Delayed forensic audit starts at Kenya Pipeline
The much awaited forensic audit at Kenya Pipeline Company (KPC) started on Monday with the process expected to shed light on the oil dealings at the graft-tainted parastatal. State Department for Petroleum PS Andrew Kamau said on Tuesday that the process, coming after the January 31 deadline that had been set by Petroleum ministry CS John Munyes, will run for the next seven weeks. “The audit started yesterday (Monday). We couldn’t finish the tender in time so it kicked off yesterday to run for the next seven weeks,” said Mr Kamau in Nairobi.

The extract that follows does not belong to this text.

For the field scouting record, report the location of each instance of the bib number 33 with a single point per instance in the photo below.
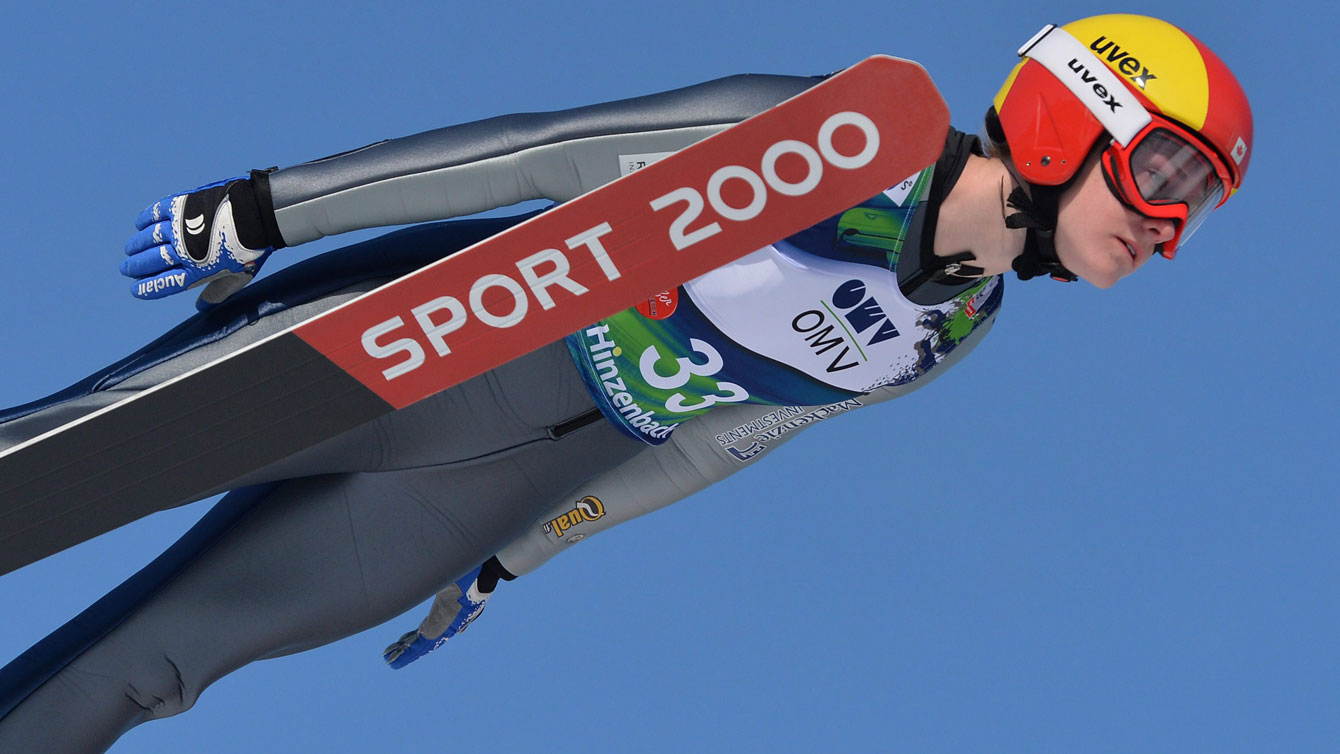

This means that a comprehensive report about the activities of the lucrative parastatal, whose managing director quit last year amid a corruption purge, will only come out after March.
Oil marketers had last year written to KPC asking for an independent forensic audit following the loss of Sh1.2 billion worth of fuel through pilferage and spillage.
Yesterday, the PS said the tender was awarded to Channoil Consulting, a London-based consultancy services firm that specialises in the midstream and downstream sectors of the oil and gas business.
Channoil is not new to the Kenyan environment having participated in drawing up various oil and gas master-plans and also in preparing due diligence for the Mombasa refinery, according to information on its website.
Last year, KPC told oil marketing companies that more than 7.2 million litres of fuel were lost through spillage and another 4.4 million litres stolen at Koru, near Kisumu.
About 10 leading oil marketers wrote a joint letter to KPC in October last year saying that they wanted to bring in their own technical experts from abroad to check the accuracy of stock statements issued by the corporation.
Initially, KPC wanted the oil marketing companies to conduct the audit by December 31 but the marketers opposed the date saying it would not offer sufficient time.
The parastatal has faced controversies in the recent past that culminated in the exit of managing director Joe Sang.